Congress has already approved almost $52 billion in disaster relief. Mr. Mulvaney said in his letter that the administration believes it is "prudent to offset new spending," and that it wants to work with lawmakers to find the best way to do that.
The two biggest chunks of the disaster-relief request sent to Congress Friday are $25 billion for the Federal Emergency Management Agency's disaster-relief fund and $12 billion for flood mitigation projects.
Even before the White House had officially sent its request, senior Republicans from Texas were criticizing it as insufficient. In a hearing Thursday evening, Senate Majority Whip John Cornyn (R., Texas) called the request "wholly inadequate." Texas Gov. Greg Abbott has requested $61 billion in assistance, which Mr. Cornyn supports, an aide said.
Democrats said the request didn't come close to what would be needed, particularly for Puerto Rico, which is struggling to restore power and rebuild. Puerto Rico is asking Congress for $94.4 billion to rebuild.
"This request does not come close to what local officials say is needed, " said Rep. Nita Lowey of New York, the top Democrat on the House Appropriations Committee, in a statement Friday.
Democrats also objected to the administration's proposal to curb federal spending by $59 billion to offset the cost of the emergency aid, including $1 billion in federal highway funding and $44 billion from extending mandatory spending limits, known as the sequester, for two additional years on nonmilitary spending.
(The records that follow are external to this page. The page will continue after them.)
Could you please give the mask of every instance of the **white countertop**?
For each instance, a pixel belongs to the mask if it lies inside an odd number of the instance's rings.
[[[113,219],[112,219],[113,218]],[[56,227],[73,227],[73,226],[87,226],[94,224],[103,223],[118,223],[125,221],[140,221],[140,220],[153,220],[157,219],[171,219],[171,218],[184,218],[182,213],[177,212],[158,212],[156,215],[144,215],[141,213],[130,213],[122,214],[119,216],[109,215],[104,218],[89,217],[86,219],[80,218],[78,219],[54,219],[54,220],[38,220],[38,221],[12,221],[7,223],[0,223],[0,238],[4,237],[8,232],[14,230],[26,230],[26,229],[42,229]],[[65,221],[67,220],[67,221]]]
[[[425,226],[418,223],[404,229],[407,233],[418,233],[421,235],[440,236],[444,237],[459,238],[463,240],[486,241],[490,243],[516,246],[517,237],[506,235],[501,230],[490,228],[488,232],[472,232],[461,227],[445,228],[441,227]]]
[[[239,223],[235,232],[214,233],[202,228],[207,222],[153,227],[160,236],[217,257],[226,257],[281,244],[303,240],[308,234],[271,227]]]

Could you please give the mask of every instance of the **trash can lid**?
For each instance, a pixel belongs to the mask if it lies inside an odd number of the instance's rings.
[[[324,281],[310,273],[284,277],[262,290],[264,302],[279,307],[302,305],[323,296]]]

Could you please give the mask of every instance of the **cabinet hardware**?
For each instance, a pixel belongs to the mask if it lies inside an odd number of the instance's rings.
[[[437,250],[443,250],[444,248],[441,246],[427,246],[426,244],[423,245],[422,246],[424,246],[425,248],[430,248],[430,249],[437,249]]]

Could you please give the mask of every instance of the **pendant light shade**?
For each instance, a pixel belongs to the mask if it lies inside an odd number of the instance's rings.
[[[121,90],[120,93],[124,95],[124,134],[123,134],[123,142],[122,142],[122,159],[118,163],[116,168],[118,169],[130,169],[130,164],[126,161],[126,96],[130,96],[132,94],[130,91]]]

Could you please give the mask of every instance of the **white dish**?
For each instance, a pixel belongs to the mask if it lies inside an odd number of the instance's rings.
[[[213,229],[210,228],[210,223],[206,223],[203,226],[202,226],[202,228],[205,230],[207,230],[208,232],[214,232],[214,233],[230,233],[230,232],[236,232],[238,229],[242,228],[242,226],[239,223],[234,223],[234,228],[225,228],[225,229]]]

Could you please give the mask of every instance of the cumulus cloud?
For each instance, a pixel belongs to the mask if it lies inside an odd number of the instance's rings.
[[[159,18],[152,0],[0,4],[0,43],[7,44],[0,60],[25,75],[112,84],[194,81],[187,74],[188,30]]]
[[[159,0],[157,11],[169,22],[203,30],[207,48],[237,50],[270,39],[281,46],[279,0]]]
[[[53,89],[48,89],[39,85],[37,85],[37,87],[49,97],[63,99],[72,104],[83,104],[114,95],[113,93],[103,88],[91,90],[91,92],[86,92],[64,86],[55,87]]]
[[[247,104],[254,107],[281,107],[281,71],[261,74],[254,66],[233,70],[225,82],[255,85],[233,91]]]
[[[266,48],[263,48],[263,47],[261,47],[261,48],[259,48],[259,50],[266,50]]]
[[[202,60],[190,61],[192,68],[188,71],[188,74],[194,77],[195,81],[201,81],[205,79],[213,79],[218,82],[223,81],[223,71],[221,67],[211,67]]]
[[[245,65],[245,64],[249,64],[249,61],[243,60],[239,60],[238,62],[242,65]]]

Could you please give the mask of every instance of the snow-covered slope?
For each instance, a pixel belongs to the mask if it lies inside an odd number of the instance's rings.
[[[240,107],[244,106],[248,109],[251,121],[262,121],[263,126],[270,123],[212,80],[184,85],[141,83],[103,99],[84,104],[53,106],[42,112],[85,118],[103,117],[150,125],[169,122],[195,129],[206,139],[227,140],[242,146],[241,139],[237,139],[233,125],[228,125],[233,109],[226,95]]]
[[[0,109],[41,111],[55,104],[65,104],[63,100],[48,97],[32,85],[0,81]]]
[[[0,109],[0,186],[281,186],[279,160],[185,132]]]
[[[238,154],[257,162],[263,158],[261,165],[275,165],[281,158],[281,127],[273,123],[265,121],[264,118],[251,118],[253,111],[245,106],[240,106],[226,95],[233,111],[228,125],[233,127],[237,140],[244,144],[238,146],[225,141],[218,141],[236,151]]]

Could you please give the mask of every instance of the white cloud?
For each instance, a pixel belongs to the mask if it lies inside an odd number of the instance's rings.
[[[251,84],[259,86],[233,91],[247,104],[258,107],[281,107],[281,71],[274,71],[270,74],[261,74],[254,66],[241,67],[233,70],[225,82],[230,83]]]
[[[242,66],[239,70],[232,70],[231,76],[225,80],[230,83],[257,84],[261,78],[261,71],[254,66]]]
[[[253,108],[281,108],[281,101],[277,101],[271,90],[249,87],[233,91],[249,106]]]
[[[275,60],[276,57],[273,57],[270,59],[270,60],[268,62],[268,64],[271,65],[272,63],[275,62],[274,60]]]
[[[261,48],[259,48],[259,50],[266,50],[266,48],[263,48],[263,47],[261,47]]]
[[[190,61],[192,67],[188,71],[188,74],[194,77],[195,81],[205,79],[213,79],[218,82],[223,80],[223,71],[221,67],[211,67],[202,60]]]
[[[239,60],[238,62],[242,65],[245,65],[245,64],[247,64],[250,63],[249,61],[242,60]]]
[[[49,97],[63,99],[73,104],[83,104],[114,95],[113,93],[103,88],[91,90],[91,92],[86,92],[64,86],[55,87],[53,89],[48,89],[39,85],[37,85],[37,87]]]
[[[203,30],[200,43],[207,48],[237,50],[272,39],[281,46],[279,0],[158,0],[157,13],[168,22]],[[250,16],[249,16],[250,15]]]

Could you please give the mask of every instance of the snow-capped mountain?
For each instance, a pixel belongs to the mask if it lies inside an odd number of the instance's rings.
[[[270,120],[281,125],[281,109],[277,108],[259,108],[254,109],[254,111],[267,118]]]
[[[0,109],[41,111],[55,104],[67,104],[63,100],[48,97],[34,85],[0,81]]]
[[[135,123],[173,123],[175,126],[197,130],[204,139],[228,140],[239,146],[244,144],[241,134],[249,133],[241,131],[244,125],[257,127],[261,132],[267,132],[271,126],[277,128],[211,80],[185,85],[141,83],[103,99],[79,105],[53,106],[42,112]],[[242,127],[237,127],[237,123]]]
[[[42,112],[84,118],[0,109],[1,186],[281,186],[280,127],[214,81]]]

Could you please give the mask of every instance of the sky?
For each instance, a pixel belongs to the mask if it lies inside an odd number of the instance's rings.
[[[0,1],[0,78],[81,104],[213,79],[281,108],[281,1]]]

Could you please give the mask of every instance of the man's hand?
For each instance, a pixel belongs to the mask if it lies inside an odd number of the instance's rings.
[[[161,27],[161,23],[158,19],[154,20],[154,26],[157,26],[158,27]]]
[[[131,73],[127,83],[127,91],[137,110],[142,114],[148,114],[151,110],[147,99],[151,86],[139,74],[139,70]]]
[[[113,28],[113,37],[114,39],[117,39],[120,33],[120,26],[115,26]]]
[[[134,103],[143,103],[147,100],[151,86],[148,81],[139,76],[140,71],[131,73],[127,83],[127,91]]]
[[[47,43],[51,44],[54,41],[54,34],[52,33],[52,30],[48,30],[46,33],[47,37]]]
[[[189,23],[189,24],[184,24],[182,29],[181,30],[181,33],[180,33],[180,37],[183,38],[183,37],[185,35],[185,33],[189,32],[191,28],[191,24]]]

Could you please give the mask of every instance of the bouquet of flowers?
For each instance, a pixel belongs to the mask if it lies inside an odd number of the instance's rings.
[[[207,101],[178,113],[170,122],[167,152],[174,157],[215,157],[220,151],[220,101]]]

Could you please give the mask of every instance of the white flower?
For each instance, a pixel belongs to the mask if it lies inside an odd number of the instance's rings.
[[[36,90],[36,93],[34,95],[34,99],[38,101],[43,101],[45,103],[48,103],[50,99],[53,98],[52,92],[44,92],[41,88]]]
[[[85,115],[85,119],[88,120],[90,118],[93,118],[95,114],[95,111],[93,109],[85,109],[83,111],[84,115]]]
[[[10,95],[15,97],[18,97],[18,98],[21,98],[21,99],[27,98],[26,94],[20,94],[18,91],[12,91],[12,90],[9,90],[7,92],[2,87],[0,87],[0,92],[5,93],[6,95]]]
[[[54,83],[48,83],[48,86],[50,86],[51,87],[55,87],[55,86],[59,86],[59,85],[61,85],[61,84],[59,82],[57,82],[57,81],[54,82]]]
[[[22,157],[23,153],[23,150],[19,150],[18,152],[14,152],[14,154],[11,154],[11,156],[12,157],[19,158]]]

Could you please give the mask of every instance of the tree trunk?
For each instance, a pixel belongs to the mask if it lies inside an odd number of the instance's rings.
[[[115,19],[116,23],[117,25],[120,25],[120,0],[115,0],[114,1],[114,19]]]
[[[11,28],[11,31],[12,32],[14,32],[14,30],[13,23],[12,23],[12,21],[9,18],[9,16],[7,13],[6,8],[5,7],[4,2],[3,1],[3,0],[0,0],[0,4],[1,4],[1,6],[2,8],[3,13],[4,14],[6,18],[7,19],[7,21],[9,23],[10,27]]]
Lawmakers have opted in the past to extend sequester cuts in the future, while repeatedly voting to raise spending in the short term. Congressional leaders are currently in discussions with the White House about raising spending caps for the rest of fiscal year 2018.
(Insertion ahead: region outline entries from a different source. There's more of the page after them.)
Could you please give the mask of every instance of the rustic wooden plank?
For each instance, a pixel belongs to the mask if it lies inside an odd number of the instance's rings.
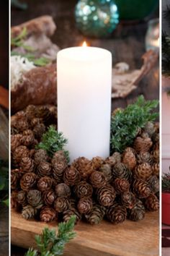
[[[34,237],[40,234],[45,226],[57,228],[55,223],[50,224],[35,221],[26,221],[14,210],[12,212],[12,244],[28,248],[35,246]],[[66,247],[67,256],[158,256],[158,214],[146,213],[139,222],[126,221],[112,225],[102,221],[91,226],[80,223],[76,226],[76,238]]]

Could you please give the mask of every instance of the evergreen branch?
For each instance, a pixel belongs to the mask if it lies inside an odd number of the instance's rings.
[[[137,101],[125,109],[120,110],[111,119],[111,153],[122,153],[127,146],[132,145],[139,128],[143,128],[148,121],[154,121],[158,113],[152,113],[158,101],[146,101],[140,95]]]

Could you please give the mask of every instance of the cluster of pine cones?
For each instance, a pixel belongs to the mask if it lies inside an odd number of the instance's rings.
[[[50,158],[35,149],[49,124],[56,124],[52,106],[29,106],[12,120],[12,208],[26,219],[113,223],[142,220],[158,209],[159,127],[148,123],[133,148],[106,159],[84,157],[68,165],[63,151]]]

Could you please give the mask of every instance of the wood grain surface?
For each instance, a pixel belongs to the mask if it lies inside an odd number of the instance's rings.
[[[12,212],[12,244],[22,247],[35,247],[35,235],[50,224],[26,221],[20,213]],[[135,223],[126,221],[113,225],[102,221],[97,226],[81,222],[76,226],[77,236],[67,247],[66,256],[158,256],[158,213],[148,213]]]

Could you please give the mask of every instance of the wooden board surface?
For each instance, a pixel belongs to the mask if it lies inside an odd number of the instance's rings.
[[[12,244],[22,247],[35,247],[34,237],[49,225],[26,221],[12,211]],[[112,225],[102,221],[91,226],[81,222],[76,226],[77,236],[66,247],[66,256],[158,256],[158,213],[146,213],[144,220],[134,223],[126,221]]]

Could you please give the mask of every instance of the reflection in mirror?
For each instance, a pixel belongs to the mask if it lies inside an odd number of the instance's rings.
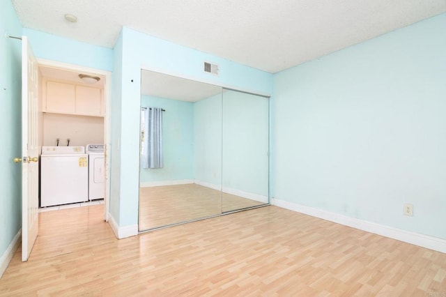
[[[268,98],[224,90],[224,213],[269,203],[268,114]]]
[[[220,86],[141,71],[139,231],[222,213],[221,93]],[[164,109],[161,122],[144,108]],[[144,164],[152,125],[162,127],[160,168]]]
[[[267,98],[143,70],[141,107],[139,231],[268,203]]]

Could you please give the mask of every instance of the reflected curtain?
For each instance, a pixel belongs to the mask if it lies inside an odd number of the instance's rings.
[[[162,110],[150,107],[144,111],[144,141],[142,167],[162,168]]]

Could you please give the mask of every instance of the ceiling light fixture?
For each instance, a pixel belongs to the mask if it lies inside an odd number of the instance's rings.
[[[72,15],[70,13],[66,14],[64,17],[65,17],[65,20],[66,20],[70,22],[75,23],[76,22],[77,22],[77,17],[76,17],[75,15]]]
[[[79,75],[79,77],[86,84],[95,84],[100,80],[99,77],[87,75]]]

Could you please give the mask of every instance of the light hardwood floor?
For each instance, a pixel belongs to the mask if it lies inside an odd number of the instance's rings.
[[[264,204],[195,183],[139,188],[139,231]]]
[[[443,296],[446,254],[276,206],[118,241],[102,206],[41,213],[0,296]]]

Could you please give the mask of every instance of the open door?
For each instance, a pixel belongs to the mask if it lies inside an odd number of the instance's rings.
[[[22,261],[38,232],[38,64],[22,38]],[[20,160],[20,159],[19,159]]]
The White House proposal to offset the third batch of disaster aid is likely to ignite a debate on Capitol Hill. Republicans have often pressed to cut spending elsewhere so that disaster aid doesn't add to the federal budget deficit, but the previous two batches of disaster aid passed by Congress this year weren't offset.
Rep. Mark Walker (R., N.C.), chairman of the Republican Study Committee, a group of about 150 House Republicans, raised concerns over the last installment of disaster aid adding to the deficit.
Democrats have traditionally argued that emergency spending doesn't need to be offset and they criticized Republicans for proposing trims while they are working to pass a tax overhaul that could add $1.5 trillion to the federal deficit over 10 years. The tax rewrite passed the House on Thursday and is expected to come to the Senate floor later this month.
With the tax bill adding to the deficit, "it is galling that the Administration is requesting offsets in exchange for helping Americans rebuild their lives," Ms. Lowey said Friday.